Das „Einerseits“, mit dem diese Kolumne hätte starten sollen, nennt sich Olaf Scholz. Und es beziehungsweise er hat kein bisschen mit dem zu tun, was Donata Hopfen meinte: die Energiekrise und die Covidpandemie.
Es ist die Ökonomie, Ihr Deppen. Der Bundeskanzler hat den Deutschen Fußball-Bund (DFB) besucht und das Thema, um das es während der Europameisterschaft schon ging, noch einmal angesprochen: nämlich das, was er für Equal Pay hält. „Frauen und Männer sollten gleich bezahlt werden. Das gilt auch für den Sport, besonders für Nationalmannschaften“, hatte Scholz während der EM auf Twitter mitgeteilt. Am Dienstag beim DFB drückte er diesen Gedanken so aus: „Ich finde, das ist etwas Politisches, deshalb macht es schon Sinn, dass man über gleiche Prämien diskutiert.“
Kein Mann, keine Frau ist im Haupt- oder Nebenberuf Mitglied einer Nationalmannschaft. Wenn Scholz also beim DFB und den für die Auswahlteams Zuständigen wegen gleicher Bezahlung vorspricht, tut er das nicht bei den Arbeitgebern der Profis. Es geht ihm um Prämien für eventuelle Erfolge. In Firmen spricht man von Boni, die unmittelbar erfolgsbezogen sind. Es gibt nicht wenige Firmen, zu denen auch Fußballklubs gehören, die die Idee, ein niedriges Grundgehalt zu zahlen und höhere Ausschüttungen erst nach unternehmerischem Gewinn folgen zu lassen, sehr sympathisch finden: Wenn ihr etwas leistet, das uns einen mehrfachen Millionengewinn einbringt, sind wir bereit, euch hunderttausend Euro abzugeben. Ist aber die Konkurrenz erfolgreicher, ist das euer Pech!
Mehr Geld für die wenigen Nationalspielerinnen
Ökonomisch betrachtet findet die Initiative des Olaf Scholz für gerechtere Prämienverteilung bei den DFB-Auswahlmannschaften in diesem Bereich statt. 60.000 Euro hätte eine Fußballeuropameisterin bekommen, 400.000 ein Europameister. Hier seien, hat nun der DFB signalisiert, Veränderungen denkbar, weil es sich um das „Premiumprodukt Nationalmannschaft“ handele, bei dem bei Männern und Frauen gleichermaßen die Nachfrage stimme. In der Bundesliga jedoch, erklärte DFB-Chef Bernd Neuendorf, sei das anders: „Es muss auch zur Kenntnis genommen werden, dass trotz gleicher Tätigkeit die Märkte immer noch sehr unterschiedlich sind.“
Mit anderen Worten: Da, wo Profis wirklich ihr Geld verdienen und wo über 300 Spielerinnen aktiv sind, darf es weiter so zugehen wie bisher, also noch wesentlich ungerechter als im Nationalmannschaftsfußball, wo maximal 30 Frauen in den Genuss der verbesserten Prämie kämen. Das Jahresdurchschnittsgehalt in der 1. Bundesliga der Frauen beträgt, wie die „Tagesthemen“ am Dienstag mitteilten, 36.295 Euro, das der Männer circa 1,4 Millionen Euro. Männliche Fußballprofis verdienen im Schnitt das 38-Fache von dem, was Frauen erhalten. In den Worten des sozialdemokratischen Bundeskanzlers klingt das so: Seine Forderung nach Anpassung der DFB-Prämien sei politisch, „anders als die Gehaltsverhandlungen, die erfolgreiche Spieler und Spielerinnen anderswo führen“.
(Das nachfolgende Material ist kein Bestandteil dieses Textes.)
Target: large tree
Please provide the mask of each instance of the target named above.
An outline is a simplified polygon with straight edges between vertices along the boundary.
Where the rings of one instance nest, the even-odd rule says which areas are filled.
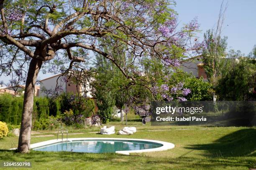
[[[173,5],[167,0],[0,0],[1,75],[26,80],[18,151],[30,149],[34,87],[41,70],[64,72],[76,65],[84,70],[77,62],[84,62],[90,50],[143,85],[134,75],[141,71],[142,60],[175,66],[182,53],[194,49],[190,42],[197,21],[177,29]],[[109,46],[112,50],[102,50]],[[114,55],[119,49],[129,58],[125,65]]]

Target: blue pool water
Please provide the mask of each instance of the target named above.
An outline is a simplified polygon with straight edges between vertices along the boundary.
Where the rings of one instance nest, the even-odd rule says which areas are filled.
[[[160,147],[163,145],[136,140],[86,140],[57,143],[33,149],[41,151],[69,151],[87,153],[115,152],[120,150],[134,150]]]

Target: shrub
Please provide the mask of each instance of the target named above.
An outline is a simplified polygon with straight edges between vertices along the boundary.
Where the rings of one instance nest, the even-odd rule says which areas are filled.
[[[41,118],[39,120],[36,120],[33,124],[33,130],[52,130],[59,127],[60,122],[59,116],[49,116],[48,118]]]
[[[192,77],[185,80],[184,88],[189,89],[191,92],[186,98],[189,101],[210,101],[212,100],[212,85],[202,78]]]
[[[0,139],[2,139],[4,136],[6,136],[9,130],[6,123],[0,121]]]

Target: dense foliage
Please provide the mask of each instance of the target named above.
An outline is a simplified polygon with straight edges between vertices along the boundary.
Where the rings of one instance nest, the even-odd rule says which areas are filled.
[[[0,121],[0,139],[6,136],[8,134],[8,128],[6,123]]]
[[[0,95],[0,120],[13,125],[19,124],[23,104],[22,97],[13,97],[9,94]],[[59,118],[65,112],[70,110],[74,112],[75,117],[79,115],[84,118],[90,117],[93,114],[95,109],[93,100],[79,98],[72,94],[63,93],[57,98],[35,97],[33,112],[33,126],[38,127],[40,123],[50,125],[52,123],[44,122],[55,122],[55,120],[51,120],[51,118]],[[63,120],[65,118],[63,116]],[[46,126],[48,125],[42,125],[42,128],[36,128],[45,129]]]
[[[218,82],[217,92],[220,100],[244,100],[256,99],[256,62],[240,58],[230,59],[228,67]]]

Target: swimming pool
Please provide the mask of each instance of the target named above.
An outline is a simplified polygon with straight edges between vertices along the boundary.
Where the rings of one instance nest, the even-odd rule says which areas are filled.
[[[31,144],[33,150],[41,151],[68,151],[87,153],[130,153],[154,152],[173,148],[174,144],[159,140],[113,138],[69,138],[47,140]]]

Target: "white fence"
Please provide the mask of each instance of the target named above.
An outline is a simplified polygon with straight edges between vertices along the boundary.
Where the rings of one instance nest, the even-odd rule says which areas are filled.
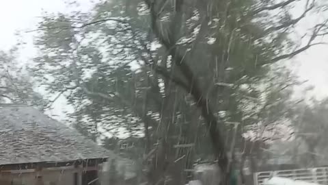
[[[264,180],[271,177],[282,177],[294,180],[302,180],[328,185],[328,167],[255,173],[254,174],[254,185],[264,185]]]

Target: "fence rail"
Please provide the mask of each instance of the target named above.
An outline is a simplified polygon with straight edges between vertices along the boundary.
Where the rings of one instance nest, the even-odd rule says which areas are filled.
[[[271,177],[286,177],[328,185],[328,167],[258,172],[254,174],[254,185],[264,185],[264,180]]]

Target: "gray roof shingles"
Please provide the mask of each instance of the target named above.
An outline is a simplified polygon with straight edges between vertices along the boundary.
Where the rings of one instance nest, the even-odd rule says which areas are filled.
[[[110,151],[27,106],[0,105],[0,165],[105,158]]]

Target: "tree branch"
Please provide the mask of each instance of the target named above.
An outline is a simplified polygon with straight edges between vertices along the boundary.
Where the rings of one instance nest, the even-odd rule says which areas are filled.
[[[277,9],[277,8],[284,8],[295,1],[299,1],[299,0],[288,0],[286,1],[284,1],[284,2],[281,2],[279,3],[277,3],[277,4],[275,4],[275,5],[269,5],[269,6],[264,6],[264,7],[262,7],[262,8],[258,8],[258,9],[256,9],[254,10],[253,10],[253,12],[249,14],[249,16],[253,16],[256,14],[258,14],[263,11],[266,11],[266,10],[273,10],[275,9]]]
[[[172,34],[177,34],[178,33],[171,32],[171,36],[169,36],[168,39],[161,34],[157,24],[157,14],[154,11],[154,3],[151,3],[149,0],[145,0],[148,4],[150,10],[151,16],[151,27],[152,32],[157,36],[159,41],[163,45],[166,49],[169,51],[169,54],[172,56],[173,60],[175,64],[179,67],[182,75],[184,76],[186,80],[188,82],[188,88],[181,86],[184,88],[187,92],[189,92],[193,97],[196,105],[199,107],[202,113],[202,116],[206,123],[208,130],[210,133],[210,137],[211,143],[215,151],[216,157],[218,158],[218,164],[220,168],[225,173],[227,171],[228,159],[227,153],[226,152],[224,142],[223,141],[222,136],[219,130],[217,129],[217,117],[214,115],[211,108],[208,107],[208,99],[204,98],[202,92],[199,85],[196,77],[194,76],[193,73],[187,64],[185,58],[179,54],[178,51],[174,49],[175,42],[172,39],[174,38]]]

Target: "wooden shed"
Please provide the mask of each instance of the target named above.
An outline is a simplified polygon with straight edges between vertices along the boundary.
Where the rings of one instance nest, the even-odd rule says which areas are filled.
[[[0,105],[0,184],[98,184],[113,155],[28,106]]]

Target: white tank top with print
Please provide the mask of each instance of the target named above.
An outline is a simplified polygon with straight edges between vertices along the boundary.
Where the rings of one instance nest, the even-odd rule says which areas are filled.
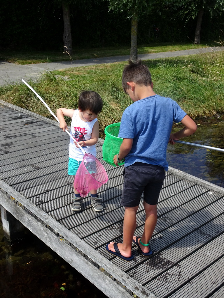
[[[91,138],[92,132],[94,124],[97,121],[96,118],[90,122],[85,122],[80,119],[79,115],[79,110],[76,110],[72,118],[70,133],[77,142],[87,141]],[[95,145],[85,146],[82,148],[88,153],[91,153],[96,157],[96,151]],[[69,156],[78,161],[82,161],[84,154],[80,148],[76,147],[74,141],[70,138]]]

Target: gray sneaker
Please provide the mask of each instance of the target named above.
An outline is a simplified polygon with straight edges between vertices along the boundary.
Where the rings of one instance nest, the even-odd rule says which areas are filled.
[[[98,212],[103,211],[103,207],[99,201],[100,200],[101,200],[101,199],[99,198],[91,197],[91,204],[93,206],[95,211]]]
[[[73,211],[81,211],[82,210],[82,198],[78,198],[78,201],[76,200],[77,198],[76,198],[76,199],[75,198],[74,199],[73,205],[72,205],[72,209]]]

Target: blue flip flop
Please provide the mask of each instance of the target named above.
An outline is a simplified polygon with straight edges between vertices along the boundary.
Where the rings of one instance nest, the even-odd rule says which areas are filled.
[[[126,257],[124,257],[124,256],[122,255],[117,246],[117,243],[113,243],[113,247],[114,248],[116,252],[112,252],[112,250],[110,250],[108,248],[108,245],[110,243],[108,243],[107,244],[107,246],[106,246],[106,249],[110,254],[113,254],[115,257],[118,257],[121,259],[122,260],[124,260],[124,261],[126,261],[127,262],[129,262],[130,261],[131,261],[133,260],[134,256],[132,254],[129,258]]]
[[[140,237],[136,237],[136,241],[135,240],[133,239],[132,240],[132,242],[135,245],[136,245],[137,247],[139,250],[139,251],[143,256],[144,257],[151,257],[151,256],[152,255],[153,252],[152,251],[152,250],[151,249],[151,248],[150,246],[149,246],[149,251],[148,252],[143,252],[142,250],[141,247],[140,247],[139,244],[139,239],[141,238]]]

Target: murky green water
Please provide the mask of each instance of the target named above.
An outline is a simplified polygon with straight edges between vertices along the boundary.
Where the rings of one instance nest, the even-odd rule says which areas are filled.
[[[196,122],[197,131],[183,140],[224,148],[224,122]],[[174,130],[181,128],[177,126]],[[167,152],[171,166],[224,186],[224,153],[177,143],[168,145]],[[29,231],[24,239],[11,246],[4,241],[1,225],[0,228],[0,297],[106,298]]]
[[[4,240],[1,224],[0,297],[106,298],[41,240],[25,231],[25,238],[10,246]]]
[[[196,122],[195,133],[181,140],[224,149],[224,122],[214,119]],[[181,128],[177,125],[174,131]],[[168,145],[167,159],[173,167],[224,187],[223,153],[176,143]]]

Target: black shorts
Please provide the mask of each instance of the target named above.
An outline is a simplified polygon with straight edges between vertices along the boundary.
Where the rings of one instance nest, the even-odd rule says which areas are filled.
[[[156,205],[165,178],[165,171],[159,166],[135,162],[125,167],[121,204],[125,207],[138,206],[143,193],[144,200]]]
Fassen wir das diesbezügliche Programm des Olaf Scholz doch zusammen: Da, wo es wirklich um Arbeitslohn geht, sollte es schlimm bleiben wie bislang. Da, wo es um symbolische Aufbesserung geht, sollte bald etwas geschehen. Und wer da leer ausgeht, soll sich halt im Fußball und bei Gehaltsverhandlungen ein bisschen mehr anstrengen. Das Ganze nennen wir dann Equal Pay.
Kein Wunder also, dass Donata Hopfen, die die Profiklubs vertritt, vor einer Symbolpolitik nur in den Bereichen Covidbekämpfung und Energiesicherung warnt. Und der Kanzler? Freut sich, dass alle bereit sind, über seine überflüssige Forderung nach ein bisschen mehr Prämien zu diskutieren „und sich zu überlegen, wie das in Zukunft sein soll“.